Murder in the Maze, published in 1927, was the first of his Sir Clinton Driffield mysteries.
Sir Clinton Driffield is the Chief Constable. As such he would normally leave the actual investigations of crime to his subordinate officers but Sir Clinton Driffield prefers a much more hands-on approach. In fact in this novel he conducts the entire investigation himself.
Driffield is a somewhat acerbic sort of man. He also deliberately cultivates an extreme ordinariness in his appearance. Anything he can do that might lead a criminal to underestimate him is a plus in his book. In this case this quality will be particularly important, since at a crucial stage it is absolutely imperative that the criminal should make the mistake of assuming that Driffield has been guilty of a rather foolish act of negligence.
Driffield is also a policeman who is not averse to taking risks, even quite serious risks.
As the title suggests a maze will play a vital part in this story. The maze is located at Whistlefields, the country house of Roger Shandon. The maze is an unusual one, having two centres rather than one. It is also rather more elaborate that the mazes to be found at other country houses. The maze will be the scene of not one but two murders, carried out more or less simultaneously at the two centres. The victims are twin brothers which leads to the suspicion that one of the two may have been killed in error, a case of mistaken identity. Sir Clinton Driffield is however keeping an open mind on that point.
This is essentially a classic country house murder with a strictly limited cast of possible suspects. There is one difference however, one circumstance which might indicate that the murder was not an inside job.
Connington often gives the impression in his fiction that he has a rather jaundiced view of humanity. This reaches an extreme in The Castleford Conundrum, a detective novel which contains not a single genuinely sympathetic character. This tendency is not quite so marked in Murder in the Maze but this novel certainly has its share of disreputable and morally dubious characters. It has to be said that Connington was rather good at creating such unsympathetic characters, and at making them interesting in spite of themselves.
While Connington was renowned principally for his skill in plotting he does not neglect psychology. The ideal detective tale is one in which only the actual murderer could have physically committed the crime, and at the same time the murderer proves to be the one person who could psychologically have been the guilty party. Murder in the Maze fulfills both of these conditions.

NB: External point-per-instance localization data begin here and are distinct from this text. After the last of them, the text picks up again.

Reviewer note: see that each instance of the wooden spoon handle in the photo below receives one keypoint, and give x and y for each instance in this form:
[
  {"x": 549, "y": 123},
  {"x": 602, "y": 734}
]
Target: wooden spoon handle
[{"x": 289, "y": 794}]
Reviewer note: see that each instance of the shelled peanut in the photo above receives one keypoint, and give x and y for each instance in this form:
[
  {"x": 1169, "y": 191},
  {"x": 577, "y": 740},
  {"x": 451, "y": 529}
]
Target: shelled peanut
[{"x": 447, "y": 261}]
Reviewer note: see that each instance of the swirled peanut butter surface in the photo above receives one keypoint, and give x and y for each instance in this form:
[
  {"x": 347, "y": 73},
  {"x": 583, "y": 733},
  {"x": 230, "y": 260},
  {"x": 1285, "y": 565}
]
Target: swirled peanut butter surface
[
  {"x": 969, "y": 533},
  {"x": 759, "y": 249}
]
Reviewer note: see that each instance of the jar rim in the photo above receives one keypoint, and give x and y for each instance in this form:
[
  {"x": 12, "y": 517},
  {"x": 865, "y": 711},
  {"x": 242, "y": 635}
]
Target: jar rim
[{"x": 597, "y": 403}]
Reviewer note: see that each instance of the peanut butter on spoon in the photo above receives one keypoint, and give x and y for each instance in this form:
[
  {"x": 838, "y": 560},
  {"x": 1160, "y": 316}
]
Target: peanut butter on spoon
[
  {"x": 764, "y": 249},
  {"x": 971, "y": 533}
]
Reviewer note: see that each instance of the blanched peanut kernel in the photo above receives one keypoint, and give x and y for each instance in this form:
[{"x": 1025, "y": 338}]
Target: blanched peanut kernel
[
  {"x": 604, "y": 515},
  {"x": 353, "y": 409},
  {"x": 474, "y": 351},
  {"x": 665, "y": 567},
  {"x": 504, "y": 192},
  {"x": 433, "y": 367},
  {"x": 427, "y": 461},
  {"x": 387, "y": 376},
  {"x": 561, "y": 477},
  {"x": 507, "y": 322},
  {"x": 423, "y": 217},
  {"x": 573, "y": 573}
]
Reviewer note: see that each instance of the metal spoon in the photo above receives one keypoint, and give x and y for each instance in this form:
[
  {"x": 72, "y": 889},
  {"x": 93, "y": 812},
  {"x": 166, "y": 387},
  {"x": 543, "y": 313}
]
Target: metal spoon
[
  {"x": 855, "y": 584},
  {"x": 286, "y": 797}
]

The maze itself is a kind of gimmick, or at least could have been a gimmick in the hands of a lesser writer. Connington however makes us feel that this is a crime that really could not have been committed anywhere else. The setting is an absolutely indispensable part of the murder, or in this case murders.
Murder in the Maze is a work by one of the best crime writers of his era, at the top of his form. Highly recommended.